Он повернулся ко мне на табурете и продолжал, по-прежнему улыбаясь, словно имелась явная связь между тем, что он сказал, и тем, что собирался сказать:
— Знаете, мой друг, меня только что избрали председателем Общества по рационалистическим изысканиям. Я уже давно принадлежу к этому старому обществу. Можно ли не быть рационалистом, Паскье? Люди моего возраста были вскормлены этим горьким, но питательным молоком. Да и как не быть рационалистом, дорогой друг? Если мы освободились наконец от жалких суеверий, от всех разновидностей мерзкого фанатизма, то мы обязаны этим прежде всего твердому и мудрому рационализму. Я гораздо старше вас, Паскье. Я сам был свидетелем последних конвульсий былых химер. Я сказал «последних». Но они еще возродятся, они возрождаются каждый день. Возрождаются даже у людей со светлой головой. Возьмите хотя бы Клода Бернара, который всю жизнь победоносно сражался с витализмом, с анимизмом и прочими ошибочными доктринами. Так вот, под конец жизни этот самый Клод Бернар принялся фантазировать, и фантазировать наугад. Он втайне подготовил работу против идей Пастера, работу незаконченную, которая не увидела света до его смерти, но Бертело разыскал ее не то сам, не то через третьих лиц в ночном столике покойного и хладнокровно опубликовал. Это произошло в тысяча восемьсот семьдесят восьмом году, в разгар лета, мне было тогда двадцать семь лет. Трудно себе представить гнев Пастера, ведь за двенадцать лет до этого он написал о Бернаре очерк, полный блистательных похвал. Пастер, по своему обыкновению, разрешил спор. И не только разрешил, но и все поставил на место. Мы следили, затаив дыхание, за всеми перипетиями этой драмы, так как для нас это была драма...

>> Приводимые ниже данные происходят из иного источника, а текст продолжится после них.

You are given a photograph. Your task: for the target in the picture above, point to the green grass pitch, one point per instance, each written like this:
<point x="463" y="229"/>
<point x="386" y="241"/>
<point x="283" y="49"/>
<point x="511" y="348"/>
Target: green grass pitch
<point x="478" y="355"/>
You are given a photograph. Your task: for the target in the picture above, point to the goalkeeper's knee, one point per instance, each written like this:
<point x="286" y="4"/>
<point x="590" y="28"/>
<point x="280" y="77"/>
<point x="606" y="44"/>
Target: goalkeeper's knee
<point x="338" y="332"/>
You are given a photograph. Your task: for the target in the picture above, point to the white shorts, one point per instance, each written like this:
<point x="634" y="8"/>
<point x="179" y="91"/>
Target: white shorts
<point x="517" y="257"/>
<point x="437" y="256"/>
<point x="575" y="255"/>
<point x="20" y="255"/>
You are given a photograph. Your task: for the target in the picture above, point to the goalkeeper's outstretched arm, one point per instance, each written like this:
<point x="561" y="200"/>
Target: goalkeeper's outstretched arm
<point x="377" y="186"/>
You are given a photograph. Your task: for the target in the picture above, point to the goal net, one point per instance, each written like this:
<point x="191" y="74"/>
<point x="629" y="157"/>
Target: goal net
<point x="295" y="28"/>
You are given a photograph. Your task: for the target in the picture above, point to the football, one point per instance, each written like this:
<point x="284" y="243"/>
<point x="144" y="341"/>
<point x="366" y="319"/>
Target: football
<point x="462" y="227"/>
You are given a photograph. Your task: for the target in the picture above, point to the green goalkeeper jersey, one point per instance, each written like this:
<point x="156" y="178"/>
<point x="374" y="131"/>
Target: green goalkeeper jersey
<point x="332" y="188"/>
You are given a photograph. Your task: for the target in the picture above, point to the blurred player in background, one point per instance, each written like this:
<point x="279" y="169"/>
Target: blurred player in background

...Обратите внимание, Паскье, вы колете своих кроликов в боковую вену и правильно делаете; но вон у того кролика уши совсем прозрачные: у него гематома, которая грозит общим заражением... Как всегда, Пастер одержал победу, и фантазеры отказались на время от своих фантазий. Задумывались ли вы когда-нибудь, мой друг, о том, что Пастер, человек верующий, возвышенная душа, был одним из величайших проповедников рационализма. Во всех своих даже наименее важных работах он — воплощение рационалистической логики. И находятся люди, думающие, будто мир, в сущности, несложен... Я уже сказал вам, что меня назначили председателем Общества по рационалистическим изысканиям. Я долго колебался, мой друг, прежде чем принять эту довольно обременительную честь, и если я в конце концов согласился, то не без тайного умысла.
Патрон сделал характерное движение губами, словно он что-то пережевывал. Обычно это служит у него признаком волнения. Затем негромко просвистел несколько тактов из Персифаля на мотив «Тайной вечери». Почему? Да, почему? Не знаю. Наконец, понизив голос, продолжал свой монолог:
— Замечали ли вы, мой друг, что ваши зверьки чувствуют музыку? Все животные чувствуют музыку, даже рыбы, и это поразительно. Сом, например, прекрасно слышит звонок. Я уже не говорю о змеях, которые раскачиваются под звуки музыки. Но человек, Паскье, человек! Попробуйте взглянуть на вещи объективно: звук есть вибрация, и вибрация довольно примитивная. Допускаю, что восприятие звуковых волн может оказывать более или менее благоприятное влияние на живую клетку, эту поразительную субстанцию, о которой мы почти ничего не знаем; но разве мы все сказали, говоря о приятном или неприятном впечатлении? Разве такие слова хоть сколько-нибудь соответствуют бесконечному миру радостей и мук, которые пробуждаются в нас только потому, что наша барабанная перепонка вибрирует под влиянием звуковых волн? И пусть мне не говорят об ассоциации идей и воспоминаний — это не разрешает проблемы. Вы воспроизводите при помощи трубочки или струны четыре-пять последовательных звуков, и я впадаю то в экстаз, то в мрачное отчаяние. Как вам известно, люди, подобные Вакслеру, упорно сводят все это к вопросам биологической химии, к уравнениям, к кривым. Это же ребячество!